In a new research paper on the Irish banking system, Deutsche Bank said Bank of Ireland is in the best position among the domestic banks to return to profitability. However, it faces three main challenges: the looming BSA and asset quality review into its loan book; what to do with the €1.8bn in preference shares; and, a potential solution to the tracker mortgage problem.
“It would take a major (and probably worse than the stress scenario of the original PCAR) discovery of poor loan classification/provisioning/risk weighting or a very high Basel 2.5 hurdle rate to cause problems for either.
“This is unlikely, given the scrutiny Irish banks have already been under. So we expect the BSA to pass the Irish banks,” said Deutsche Bank.
However, the big uncertainty hanging over the Irish banks stemming from the looming stress tests is what capital framework will be used. If the regulators opt for a Basel III framework, which has much tougher capital requirements, then the Irish banks would more than likely have to raise new capital after the tests.
But Deutsche Bank analysts, David Lock and Jason Napier, say that the Irish banks will probably be tested under a Basel 2.5 framework, which is a compromise between the older and less rigorous regime and Basel III, which has to be fully introduced by 2019.
“BKIR has a contingent convertible which triggers at 8.25%, so 9.5% might be seen as too close for comfort for the market and management, particularly heading into an AQR/Stress test next year. Each additional 50bps would require roughly €250m (0.9c per share) of equity.
BKIR can raise up to 5% of their equity base without needing an EGM (5%: €6bn is €300m).

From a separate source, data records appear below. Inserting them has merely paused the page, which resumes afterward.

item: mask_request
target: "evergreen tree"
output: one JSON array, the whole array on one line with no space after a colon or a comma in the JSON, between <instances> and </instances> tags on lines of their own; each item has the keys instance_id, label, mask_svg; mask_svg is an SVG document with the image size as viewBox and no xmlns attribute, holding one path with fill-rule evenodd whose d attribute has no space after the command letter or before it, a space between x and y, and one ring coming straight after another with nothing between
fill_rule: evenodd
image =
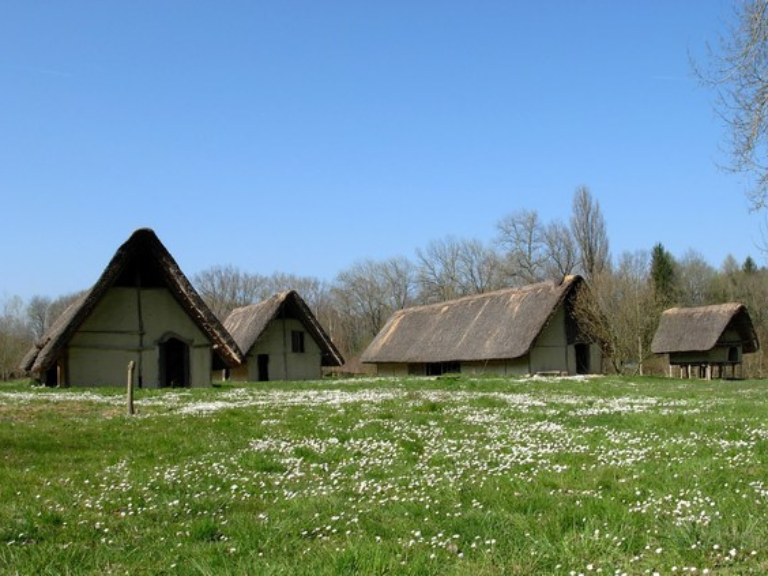
<instances>
[{"instance_id":1,"label":"evergreen tree","mask_svg":"<svg viewBox=\"0 0 768 576\"><path fill-rule=\"evenodd\" d=\"M651 283L659 305L666 307L676 301L675 259L661 242L656 244L651 251Z\"/></svg>"},{"instance_id":2,"label":"evergreen tree","mask_svg":"<svg viewBox=\"0 0 768 576\"><path fill-rule=\"evenodd\" d=\"M755 261L752 260L752 256L747 256L747 259L744 260L744 264L741 266L741 269L745 274L754 274L757 272L757 264L755 264Z\"/></svg>"}]
</instances>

We include a capital deduction of €300m in our valuation to bring BKIR to the 10% level. But given the AQR next year, management would want to ensure that any equity raised covered all possible outcomes in 2014.”
Bank of Ireland is also faced with a €1.8bn Government-owned preference share redemption deadline of Mar 31. If the shares are not redeemed by then, they increase in value by 25% to €2.25bn.
The authors say of all the options open to Bank of Ireland, keeping the preference shares is the least preferable because they have a punitive coupon and are only eligible as core tier one capital until 2018.
Deutsche Bank doesn’t think that Bank of Ireland will have any problems raising the €1.8bn in equity needed to redeem the preference shares before the March deadline.
Moreover, the authors warned that a solution is needed for the negative carry trade arising from the tracker mortgage book. If the ‘credit enhancement’ option outlined by the troika in the last review of the economy was available then it would be a massive boost to the sector and accelerate the return to profitability.